1La réflexion sur les conditions et les modalités de production d’une connaissance socio-historique a connu, au cours des vingt dernières années, des infléchissements significatifs. Deux séries de facteurs, qui relèvent à la fois du mouvement interne des sciences sociales et du contexte politique plus général, ont conjointement produit leurs effets. Sur un plan politique, les changements intervenus depuis 1989, couplés à un processus d’élargissement et de démultiplication des espaces de référence et d’action – la « mondialisation », pour reprendre un terme aujourd’hui consacré –, ont marqué les paradigmes de recherche, donnant notamment une actualité nouvelle à l’exigence de réflexivité. Sur un plan intellectuel, le « tournant culturaliste », en mettant l’accent sur la spécificité, voire le caractère irréductible du local, a contribué à affiner les connaissances sur le fonctionnement différencié des sociétés et des cultures, tout en entraînant une fragmentation des savoirs et, par là même, leur relativisation [1]. Les interrogations consécutives à l’effondrement du colonialisme ont, par ailleurs, affecté la position jusqu’alors dominante des sciences sociales « occidentales ». Désormais soupçonnées d’impérialisme intellectuel et de stratégies de domination politique, elles voient leur ambition universaliste affaiblie [2]. De ces développements résultent des recompositions internes à chaque discipline, de même que de nouveaux positionnements concernant la place des sciences sociales dans le dispositif de production général des savoirs.
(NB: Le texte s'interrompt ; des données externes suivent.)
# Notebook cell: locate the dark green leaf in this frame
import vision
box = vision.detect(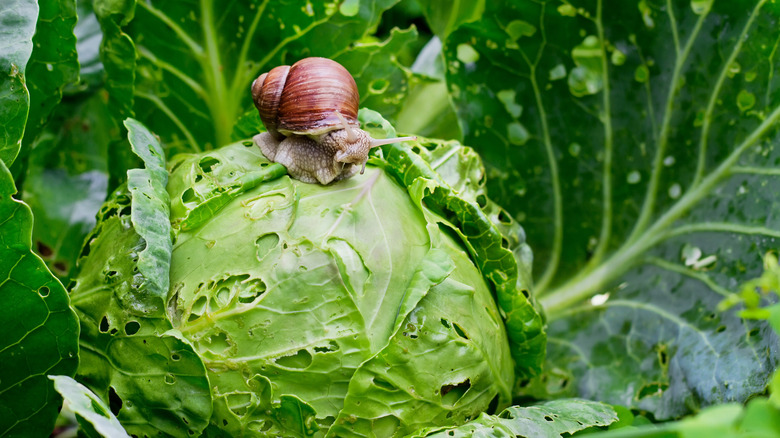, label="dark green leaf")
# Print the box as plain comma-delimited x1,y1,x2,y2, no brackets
409,399,617,438
420,0,485,39
0,0,38,167
0,160,79,437
333,27,417,121
444,0,780,419
70,0,104,94
24,0,79,144
23,93,119,284
49,376,130,438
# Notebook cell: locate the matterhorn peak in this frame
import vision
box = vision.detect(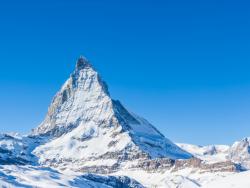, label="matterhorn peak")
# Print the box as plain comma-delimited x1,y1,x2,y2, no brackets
33,57,192,173
76,55,92,70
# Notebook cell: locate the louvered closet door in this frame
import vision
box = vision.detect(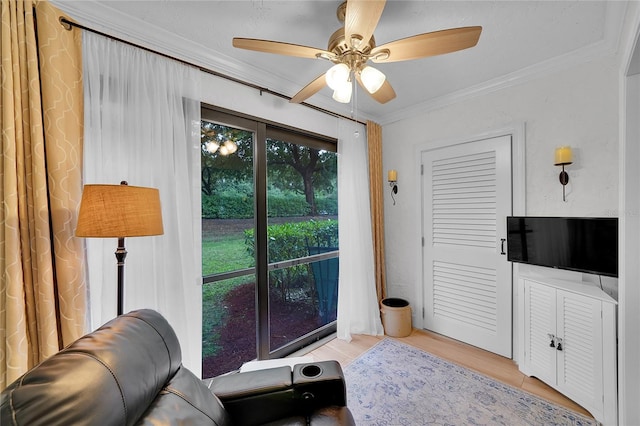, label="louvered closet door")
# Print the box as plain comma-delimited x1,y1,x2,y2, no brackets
422,136,512,357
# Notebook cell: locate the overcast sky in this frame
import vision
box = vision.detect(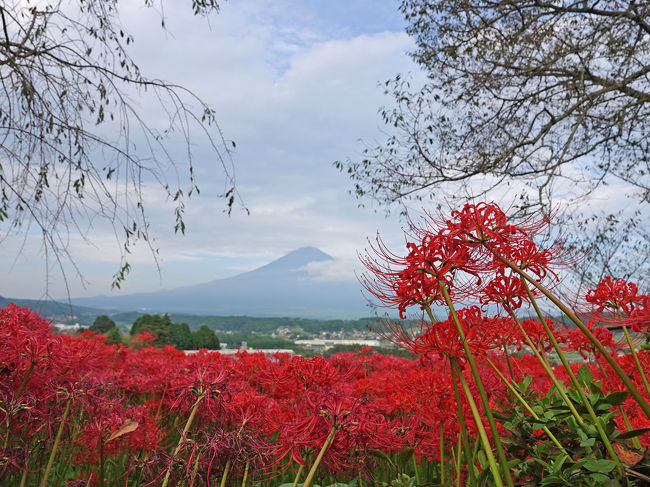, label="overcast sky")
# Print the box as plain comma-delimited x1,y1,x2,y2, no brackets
0,0,417,298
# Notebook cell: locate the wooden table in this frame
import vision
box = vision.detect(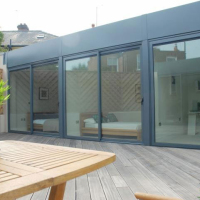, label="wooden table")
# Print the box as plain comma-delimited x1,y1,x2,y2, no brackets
0,141,115,200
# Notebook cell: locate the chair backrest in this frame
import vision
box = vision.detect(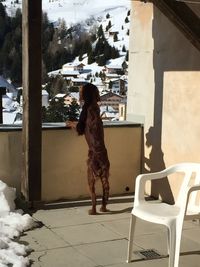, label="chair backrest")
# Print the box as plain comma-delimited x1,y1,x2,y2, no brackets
172,163,200,206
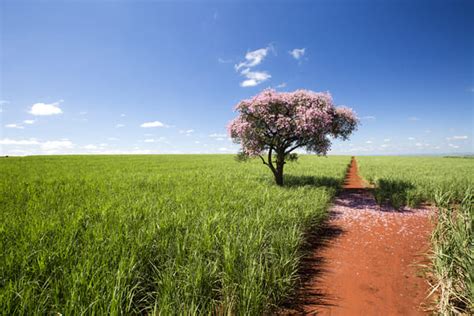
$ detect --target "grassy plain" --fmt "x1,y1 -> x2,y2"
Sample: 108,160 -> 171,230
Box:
357,156 -> 474,207
358,157 -> 474,315
0,155 -> 350,315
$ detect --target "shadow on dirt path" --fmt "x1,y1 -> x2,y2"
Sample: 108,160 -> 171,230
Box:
280,159 -> 433,315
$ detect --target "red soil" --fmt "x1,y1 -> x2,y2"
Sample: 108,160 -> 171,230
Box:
284,159 -> 432,315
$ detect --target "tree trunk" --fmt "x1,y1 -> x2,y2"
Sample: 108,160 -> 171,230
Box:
273,152 -> 285,186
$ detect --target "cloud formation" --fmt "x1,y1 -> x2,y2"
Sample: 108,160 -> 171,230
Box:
29,100 -> 63,116
288,48 -> 306,60
234,46 -> 272,87
240,68 -> 272,87
234,47 -> 270,71
140,121 -> 166,128
446,135 -> 469,140
5,124 -> 24,129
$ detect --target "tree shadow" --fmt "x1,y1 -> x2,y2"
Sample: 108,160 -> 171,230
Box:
373,179 -> 421,209
283,174 -> 343,189
276,219 -> 344,315
331,188 -> 414,218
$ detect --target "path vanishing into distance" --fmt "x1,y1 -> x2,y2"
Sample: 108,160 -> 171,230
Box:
285,158 -> 433,315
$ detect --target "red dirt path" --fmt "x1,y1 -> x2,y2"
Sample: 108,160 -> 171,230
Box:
284,159 -> 432,315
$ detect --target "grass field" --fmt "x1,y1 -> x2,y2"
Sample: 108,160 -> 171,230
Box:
357,156 -> 474,207
0,155 -> 350,315
358,157 -> 474,315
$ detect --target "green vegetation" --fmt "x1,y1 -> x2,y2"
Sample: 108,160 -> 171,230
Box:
357,157 -> 474,207
432,190 -> 474,315
0,155 -> 350,315
357,157 -> 474,315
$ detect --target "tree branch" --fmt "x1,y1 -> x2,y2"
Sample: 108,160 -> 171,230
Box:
285,143 -> 306,155
268,146 -> 276,173
258,155 -> 268,166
2Mais ces déplacements soulèvent aussi des questions qui touchent directement les pratiques de recherche, les manières d’aborder les sources et les terrains. La proposition d’histoire croisée, que nous développons ici, s’inscrit dans ce mouvement général. Employée depuis près de dix ans en sciences humaines et sociales, cette notion a donné lieu à des usages variés. Dans la plupart des cas, elle renvoie, de manière floue, à une ou un ensemble d’histoires, associées à l’idée d’un croisement non spécifié. Elle pointe alors simplement vers une configuration événementielle plus ou moins structurée par la métaphore du croisement. Très souvent d’ailleurs, ces usages évoquent des histoires croisées, au pluriel. Cet emploi courant, relativement indifférencié, est à distinguer des pratiques de recherche qui visent une approche plus spécifique. Dans ce cas, l’histoire croisée met en rapport, souvent à l’échelle nationale, des formations sociales, culturelles et politiques, dont on suppose qu’elles entretiennent des relations [3]. Elle engage par ailleurs une réflexion sur l’opération qui consiste à « croiser », aussi bien sur un plan pratique qu’intellectuel. Mais ces usages commencent à peine à se fixer. Cet article vise à les préciser, en inscrivant la notion dans les débats théoriques et méthodologiques actuels. Ainsi spécifiée sur un plan empirique et théorique, l’histoire croisée peut utilement venir compléter l’outillage de la plupart des disciplines de sciences humaines et sociales.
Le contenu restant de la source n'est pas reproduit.